Ensure that client supports any number of virtual cloud providers #24

strieflin · 2022-05-06T09:24:28Z

The ephemeral client uses Java Parallel Streams (JPS) to interact with the virtual cloud providers (VCPs). By default JPS allocates n threads on a n core machine. As the HTTP calls are blocking, this results in a timeout on a system with less cores than the number of VCPs as the distributed execution in the backend will only kick-off after all VCPs have received an invocation request.

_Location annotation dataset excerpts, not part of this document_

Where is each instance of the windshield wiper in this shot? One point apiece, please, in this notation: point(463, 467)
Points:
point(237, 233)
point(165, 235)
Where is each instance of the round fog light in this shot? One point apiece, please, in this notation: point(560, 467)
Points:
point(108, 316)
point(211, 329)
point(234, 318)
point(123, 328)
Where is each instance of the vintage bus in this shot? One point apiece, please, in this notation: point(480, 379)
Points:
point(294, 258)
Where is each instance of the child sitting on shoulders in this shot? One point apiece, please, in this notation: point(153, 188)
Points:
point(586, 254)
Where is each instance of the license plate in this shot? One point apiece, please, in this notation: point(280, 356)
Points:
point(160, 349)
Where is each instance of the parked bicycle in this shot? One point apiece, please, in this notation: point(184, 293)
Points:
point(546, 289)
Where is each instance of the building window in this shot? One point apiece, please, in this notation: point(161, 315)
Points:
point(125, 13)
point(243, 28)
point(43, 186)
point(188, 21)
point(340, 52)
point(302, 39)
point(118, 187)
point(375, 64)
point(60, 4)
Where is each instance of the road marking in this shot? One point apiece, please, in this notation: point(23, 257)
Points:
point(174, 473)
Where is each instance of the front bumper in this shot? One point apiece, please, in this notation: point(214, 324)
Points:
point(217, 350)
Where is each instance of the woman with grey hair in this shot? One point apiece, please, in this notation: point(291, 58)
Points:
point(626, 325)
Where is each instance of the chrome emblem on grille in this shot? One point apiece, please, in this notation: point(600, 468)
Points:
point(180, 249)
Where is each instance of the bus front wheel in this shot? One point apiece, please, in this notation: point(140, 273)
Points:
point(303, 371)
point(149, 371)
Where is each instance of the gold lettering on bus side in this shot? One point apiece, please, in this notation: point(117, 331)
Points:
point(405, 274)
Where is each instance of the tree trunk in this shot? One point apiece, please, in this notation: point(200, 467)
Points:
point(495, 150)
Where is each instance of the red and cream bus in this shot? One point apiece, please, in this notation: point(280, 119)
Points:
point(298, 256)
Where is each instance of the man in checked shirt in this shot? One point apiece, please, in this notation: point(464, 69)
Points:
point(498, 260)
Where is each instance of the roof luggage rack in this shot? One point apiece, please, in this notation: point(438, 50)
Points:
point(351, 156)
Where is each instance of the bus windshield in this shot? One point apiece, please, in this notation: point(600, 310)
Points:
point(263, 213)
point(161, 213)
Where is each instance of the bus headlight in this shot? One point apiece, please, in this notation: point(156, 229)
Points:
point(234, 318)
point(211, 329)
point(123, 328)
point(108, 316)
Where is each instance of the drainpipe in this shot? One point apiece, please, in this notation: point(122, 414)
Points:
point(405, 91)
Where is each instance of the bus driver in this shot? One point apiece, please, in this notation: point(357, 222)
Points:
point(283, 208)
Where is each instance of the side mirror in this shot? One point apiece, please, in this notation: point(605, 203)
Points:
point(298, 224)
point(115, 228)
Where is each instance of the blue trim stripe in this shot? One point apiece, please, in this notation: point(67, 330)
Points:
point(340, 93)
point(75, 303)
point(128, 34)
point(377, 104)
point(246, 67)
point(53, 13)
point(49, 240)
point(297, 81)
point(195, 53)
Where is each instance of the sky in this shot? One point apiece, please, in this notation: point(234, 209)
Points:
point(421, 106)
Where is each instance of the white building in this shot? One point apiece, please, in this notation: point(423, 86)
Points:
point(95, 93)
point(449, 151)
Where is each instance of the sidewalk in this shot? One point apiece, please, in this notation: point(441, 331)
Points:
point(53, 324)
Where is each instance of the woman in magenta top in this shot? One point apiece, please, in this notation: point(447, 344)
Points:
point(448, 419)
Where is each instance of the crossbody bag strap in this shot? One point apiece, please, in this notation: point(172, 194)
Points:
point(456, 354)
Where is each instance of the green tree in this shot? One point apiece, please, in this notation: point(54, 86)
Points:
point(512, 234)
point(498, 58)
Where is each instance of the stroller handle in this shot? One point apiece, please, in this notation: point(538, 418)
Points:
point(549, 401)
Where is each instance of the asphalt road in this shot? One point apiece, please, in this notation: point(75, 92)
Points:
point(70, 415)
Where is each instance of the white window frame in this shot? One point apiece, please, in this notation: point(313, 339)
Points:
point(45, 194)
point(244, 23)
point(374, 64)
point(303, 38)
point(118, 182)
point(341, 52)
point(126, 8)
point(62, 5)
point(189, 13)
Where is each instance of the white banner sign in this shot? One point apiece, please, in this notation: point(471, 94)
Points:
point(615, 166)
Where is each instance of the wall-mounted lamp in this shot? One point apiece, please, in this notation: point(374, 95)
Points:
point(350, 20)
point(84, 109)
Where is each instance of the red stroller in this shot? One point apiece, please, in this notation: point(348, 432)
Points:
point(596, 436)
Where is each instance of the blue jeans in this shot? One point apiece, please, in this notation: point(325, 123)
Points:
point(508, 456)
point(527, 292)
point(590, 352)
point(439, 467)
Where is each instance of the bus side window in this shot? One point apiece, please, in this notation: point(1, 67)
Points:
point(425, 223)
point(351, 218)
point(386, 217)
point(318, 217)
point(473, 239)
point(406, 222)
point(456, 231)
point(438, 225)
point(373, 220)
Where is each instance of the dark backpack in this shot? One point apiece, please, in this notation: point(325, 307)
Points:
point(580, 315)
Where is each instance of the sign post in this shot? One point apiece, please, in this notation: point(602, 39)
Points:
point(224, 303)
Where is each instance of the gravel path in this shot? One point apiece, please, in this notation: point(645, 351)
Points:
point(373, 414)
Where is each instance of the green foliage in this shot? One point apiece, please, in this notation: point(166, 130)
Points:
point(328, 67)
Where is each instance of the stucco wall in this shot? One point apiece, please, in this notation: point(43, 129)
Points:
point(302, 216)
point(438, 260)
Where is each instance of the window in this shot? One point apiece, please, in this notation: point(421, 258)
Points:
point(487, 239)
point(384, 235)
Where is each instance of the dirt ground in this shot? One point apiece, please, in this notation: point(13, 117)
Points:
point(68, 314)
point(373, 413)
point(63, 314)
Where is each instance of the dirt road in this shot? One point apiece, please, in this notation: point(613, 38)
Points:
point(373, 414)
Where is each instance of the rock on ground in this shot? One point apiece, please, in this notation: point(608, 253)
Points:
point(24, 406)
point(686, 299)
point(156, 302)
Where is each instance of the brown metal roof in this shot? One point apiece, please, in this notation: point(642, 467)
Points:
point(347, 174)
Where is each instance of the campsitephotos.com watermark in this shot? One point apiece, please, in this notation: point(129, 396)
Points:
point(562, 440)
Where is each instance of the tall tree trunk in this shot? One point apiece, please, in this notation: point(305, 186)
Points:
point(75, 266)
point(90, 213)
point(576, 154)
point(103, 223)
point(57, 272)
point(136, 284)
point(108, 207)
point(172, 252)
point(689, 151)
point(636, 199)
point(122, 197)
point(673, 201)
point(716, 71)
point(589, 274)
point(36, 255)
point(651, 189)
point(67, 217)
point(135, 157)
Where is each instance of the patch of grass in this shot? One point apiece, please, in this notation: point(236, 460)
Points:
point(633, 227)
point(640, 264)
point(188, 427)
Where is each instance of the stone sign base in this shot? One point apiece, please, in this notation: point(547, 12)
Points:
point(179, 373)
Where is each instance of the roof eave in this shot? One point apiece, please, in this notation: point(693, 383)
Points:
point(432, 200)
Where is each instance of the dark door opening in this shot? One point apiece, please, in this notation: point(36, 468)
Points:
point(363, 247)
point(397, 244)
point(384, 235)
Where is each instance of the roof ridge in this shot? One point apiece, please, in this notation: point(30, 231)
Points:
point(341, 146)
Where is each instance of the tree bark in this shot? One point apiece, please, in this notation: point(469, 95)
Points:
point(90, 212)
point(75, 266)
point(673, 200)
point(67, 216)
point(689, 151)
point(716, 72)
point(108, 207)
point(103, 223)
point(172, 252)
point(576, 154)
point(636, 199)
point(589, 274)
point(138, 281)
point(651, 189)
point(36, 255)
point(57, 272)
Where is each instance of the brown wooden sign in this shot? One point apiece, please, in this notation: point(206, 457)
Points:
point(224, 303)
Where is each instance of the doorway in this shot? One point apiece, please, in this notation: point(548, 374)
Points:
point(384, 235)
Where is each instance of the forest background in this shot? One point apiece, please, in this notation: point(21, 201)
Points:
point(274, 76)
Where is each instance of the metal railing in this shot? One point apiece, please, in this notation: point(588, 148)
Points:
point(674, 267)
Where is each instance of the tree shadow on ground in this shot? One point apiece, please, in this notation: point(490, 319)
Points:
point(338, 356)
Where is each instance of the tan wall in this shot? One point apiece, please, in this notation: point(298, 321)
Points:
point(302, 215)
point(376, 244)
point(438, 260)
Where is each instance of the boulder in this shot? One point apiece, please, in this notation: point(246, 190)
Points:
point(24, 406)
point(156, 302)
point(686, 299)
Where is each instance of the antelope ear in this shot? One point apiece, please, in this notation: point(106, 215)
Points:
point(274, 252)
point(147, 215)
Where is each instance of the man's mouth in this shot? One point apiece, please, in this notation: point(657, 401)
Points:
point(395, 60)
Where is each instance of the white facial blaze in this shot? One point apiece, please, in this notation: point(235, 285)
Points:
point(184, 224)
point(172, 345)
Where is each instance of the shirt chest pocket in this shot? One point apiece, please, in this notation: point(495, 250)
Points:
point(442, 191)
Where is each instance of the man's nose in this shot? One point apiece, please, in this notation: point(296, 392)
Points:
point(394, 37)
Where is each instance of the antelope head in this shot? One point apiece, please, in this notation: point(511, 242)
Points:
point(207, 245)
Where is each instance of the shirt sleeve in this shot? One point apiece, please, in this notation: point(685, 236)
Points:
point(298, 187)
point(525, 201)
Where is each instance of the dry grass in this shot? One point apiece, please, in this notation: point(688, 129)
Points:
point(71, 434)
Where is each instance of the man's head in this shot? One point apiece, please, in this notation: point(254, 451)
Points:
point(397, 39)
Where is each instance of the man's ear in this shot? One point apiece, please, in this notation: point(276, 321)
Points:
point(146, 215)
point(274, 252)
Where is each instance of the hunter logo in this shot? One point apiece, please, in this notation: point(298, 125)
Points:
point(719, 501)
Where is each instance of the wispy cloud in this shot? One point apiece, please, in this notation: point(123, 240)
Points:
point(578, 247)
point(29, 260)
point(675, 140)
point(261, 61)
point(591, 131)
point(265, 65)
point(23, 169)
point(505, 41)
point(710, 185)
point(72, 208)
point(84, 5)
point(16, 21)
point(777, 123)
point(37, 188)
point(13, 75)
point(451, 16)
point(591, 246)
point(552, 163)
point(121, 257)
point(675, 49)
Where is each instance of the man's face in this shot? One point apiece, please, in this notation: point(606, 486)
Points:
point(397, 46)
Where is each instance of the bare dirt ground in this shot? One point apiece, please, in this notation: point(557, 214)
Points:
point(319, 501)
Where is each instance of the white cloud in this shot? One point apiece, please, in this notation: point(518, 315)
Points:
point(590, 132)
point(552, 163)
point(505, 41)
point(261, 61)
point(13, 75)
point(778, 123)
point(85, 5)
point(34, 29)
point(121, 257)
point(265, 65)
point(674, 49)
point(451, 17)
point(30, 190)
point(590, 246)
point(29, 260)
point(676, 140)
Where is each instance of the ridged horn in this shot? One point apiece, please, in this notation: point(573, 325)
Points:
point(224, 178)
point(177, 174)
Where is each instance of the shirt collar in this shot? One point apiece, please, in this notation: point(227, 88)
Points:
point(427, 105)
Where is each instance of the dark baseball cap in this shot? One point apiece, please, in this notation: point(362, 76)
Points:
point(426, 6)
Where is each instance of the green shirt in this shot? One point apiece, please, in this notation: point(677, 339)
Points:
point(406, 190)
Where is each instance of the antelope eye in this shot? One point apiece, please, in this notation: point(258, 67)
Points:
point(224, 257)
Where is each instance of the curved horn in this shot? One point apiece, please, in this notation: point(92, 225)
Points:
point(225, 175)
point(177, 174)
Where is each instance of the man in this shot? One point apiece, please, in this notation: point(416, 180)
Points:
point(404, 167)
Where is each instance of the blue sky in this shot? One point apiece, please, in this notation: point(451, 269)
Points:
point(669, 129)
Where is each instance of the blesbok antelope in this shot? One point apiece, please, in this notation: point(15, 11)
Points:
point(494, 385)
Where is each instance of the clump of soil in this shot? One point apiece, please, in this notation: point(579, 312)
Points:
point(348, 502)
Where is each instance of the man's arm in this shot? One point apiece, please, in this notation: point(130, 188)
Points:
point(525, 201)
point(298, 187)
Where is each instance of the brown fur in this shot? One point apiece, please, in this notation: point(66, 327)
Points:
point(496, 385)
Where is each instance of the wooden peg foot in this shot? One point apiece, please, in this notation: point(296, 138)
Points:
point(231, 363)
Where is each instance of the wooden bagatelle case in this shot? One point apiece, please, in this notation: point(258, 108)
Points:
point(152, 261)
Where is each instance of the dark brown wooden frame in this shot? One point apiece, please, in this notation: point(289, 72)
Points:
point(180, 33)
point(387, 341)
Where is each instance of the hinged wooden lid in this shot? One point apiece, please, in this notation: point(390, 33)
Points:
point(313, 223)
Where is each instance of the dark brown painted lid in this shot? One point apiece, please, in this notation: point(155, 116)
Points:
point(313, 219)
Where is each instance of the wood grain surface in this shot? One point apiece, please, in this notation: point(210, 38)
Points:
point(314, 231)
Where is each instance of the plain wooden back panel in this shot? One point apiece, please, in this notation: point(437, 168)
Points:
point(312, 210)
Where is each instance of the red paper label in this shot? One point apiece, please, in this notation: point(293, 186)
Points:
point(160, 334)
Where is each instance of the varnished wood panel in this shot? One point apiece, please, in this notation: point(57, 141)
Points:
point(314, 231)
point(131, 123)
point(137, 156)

The text was updated successfully, but these errors were encountered:

strieflin · 2022-05-06T11:02:26Z

Hi @grafjo, @kindlich, have you verified that this does not work or is it just an assumption inferred from the code. We use the Vavr Future implementation that uses a dynamic thread pool with up to 32767 backing threads, which should not result in issues for any reasonable setting. I have tried to reproduce the issue with a unit test without success.

grafjo · 2022-05-06T11:19:13Z

@strieflin we can reproduce this behavior in the wild with small sized virtual machines - e.g. 2 cpu cores.

Varv Future is using ForkJoinPool and that one is configured by the available processors / cpu cores

"For applications that require separate or custom pools, a ForkJoinPool may be constructed with a given target parallelism level; by default, equal to the number of available processors.

kindlich · 2022-05-06T11:20:21Z

In our test case, we were runninng with:

3 Clusters
Custom Java Spring-Boot application that delegated to the Ephemeral Java-Client
A google e2-standard-2 VM as a K8s Node
- 2 vCPUs
- 8GB RAM

In there, it would issue 1 HTTP Request and not more.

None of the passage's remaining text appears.